Tuesday, October 25, 2011

Autumnus mirabilis



Last few weeks were quite hectic, but it is the right time to share my deeds now. Let's start from the begining.
May was promising, but when I got back from Prague in mid May, I strained my brachialis when shooting footage with Joey Kinder. The season started to look wasted. There was nothing to do but be patient. I kept climbing regularly, big volume of "easy" moves whole summer, and I waited for recovery and cold weather. Then...

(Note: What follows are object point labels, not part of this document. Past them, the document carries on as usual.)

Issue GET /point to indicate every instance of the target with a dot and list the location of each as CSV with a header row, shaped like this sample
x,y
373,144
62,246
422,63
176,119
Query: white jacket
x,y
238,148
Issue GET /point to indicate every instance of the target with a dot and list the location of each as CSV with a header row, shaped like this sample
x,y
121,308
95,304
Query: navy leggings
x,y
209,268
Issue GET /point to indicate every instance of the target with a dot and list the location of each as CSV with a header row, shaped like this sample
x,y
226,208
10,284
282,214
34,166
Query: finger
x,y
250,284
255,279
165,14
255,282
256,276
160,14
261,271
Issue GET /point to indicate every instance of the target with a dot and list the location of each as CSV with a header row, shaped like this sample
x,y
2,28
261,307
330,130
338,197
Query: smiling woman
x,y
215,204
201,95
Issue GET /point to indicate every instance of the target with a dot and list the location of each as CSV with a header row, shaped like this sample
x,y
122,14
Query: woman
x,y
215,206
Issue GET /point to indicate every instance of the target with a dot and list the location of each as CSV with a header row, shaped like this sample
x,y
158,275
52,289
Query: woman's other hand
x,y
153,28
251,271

Tuesday 27 September - I was alone, working start of LMDLF with my crash pads a bit, but weather was too hot for those slippery pinches. Then Belgian crew came down from AJP and proposed me a belay, so I tried start of Oudai and fell at the very top of chipped part. It felt good, my left arm was almost fine. So I packed my stuff and was ready to leave when Daniel Jung popped in saying "Hi, I came to belay you", so I had to unpack and try it once more. To my lasting surprise I run through ugly start and found myself at kneebar of Soul Sacrifice and just few moments later at first chain. So I just switched on the auto pilot. Middle part went as per usual and I found myself just before last tricky boulder. Bad pinch with right hand, right foot high and dyno for left hand sidepull. I arrived a bit too low and too pumped, but managed to hold it for split of second and reach for good tufa. Last few meters to chain were under the control. That was very unexpected 8c.

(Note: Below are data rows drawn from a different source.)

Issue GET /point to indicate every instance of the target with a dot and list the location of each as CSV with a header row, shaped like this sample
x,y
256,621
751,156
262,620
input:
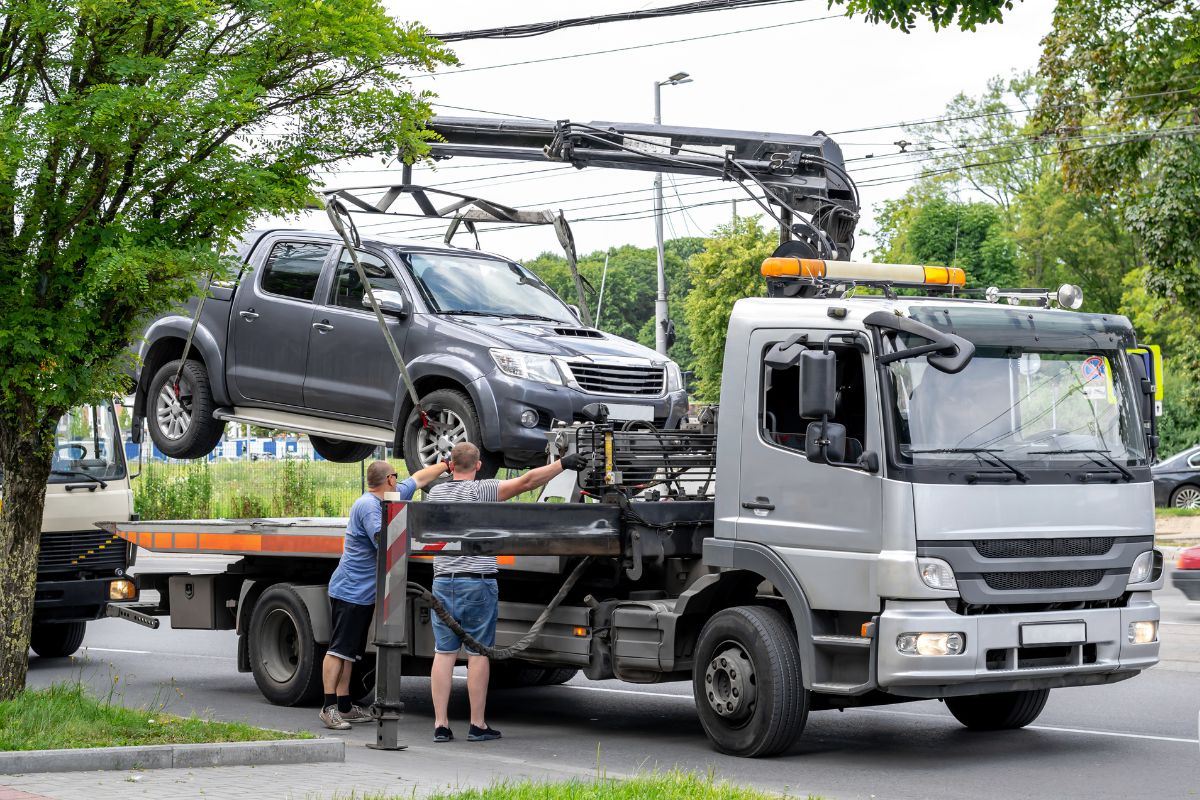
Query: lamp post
x,y
660,301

Saturday 1 October - Up we went to l'Arche with Guigui and Blaise, to try La sorciere, our king line. I burnt first try of the day because of bad tactics. Then I watched Guillaume getting almost to the chain, he is in bloody good shape despite barely healed heel. My turn. First part warms me up and with some luck I am able to get through big roof to the start of pumpy tufas. I stay calm and steadily progress till I am in run out. Barely able to hold the two finger pocket undercling, cross to crimp, two more moves and I am in jugs and clipping the chain. Wow.

Monday 10 October - last day for Helena in Riviera, last few hours at Les gorges du Loup. I am getting bit desperate in LMDLF, so much effort and still no success, I fell between second and third binner fourteen times. I did some finetuning yesterday, so there is a hope. On first try I slip because of tape covering deep cut in right index finger. To the hell with it, I will take the risk and climb bare handed. Another try, I am at the crux, good grip with index and I did the move. Quickly to kneebar at first chain and breathe! Autopilot again, run through middle part, then tufas, last crux, side cut, pinch, jug, crimp, hole, chain. My first 8c+ and the biggest project ever.
Crux of LMDLF
Plage de la Gravette


Friday 14 October - After sending LMDLF I tried straight away moves of New Power Sacrifice, again on Tuesday night, then two day rest. I took day of on Friday, it would be nice to do la bête noire of Tchin. I fail at last hard move on first try, I forgot foothold. One more try and just walk it to the chain. Last Soul Sacrifice is the next.
Sending New Power Generation

Sunday 23 October - The season at Deversé is almost over, I fell few times at Last Soul just because I was too frozen. I decide to wait for sun and put last try. I climb to the first chain as already ten times during last week, bad rest, hard boulder to the pinch, clip, up with left hand to first crimp, then to second one, desperate fight to get my right feet up, pull with it and go with right to the tufa. I am pumped, but it is much easier now. Last few moves and and I clip chain from the jugs.

Summary - After hopeless summer I managed to send 4x 8c & and 1x 8c+ in less than four weeks. Am I just lucky?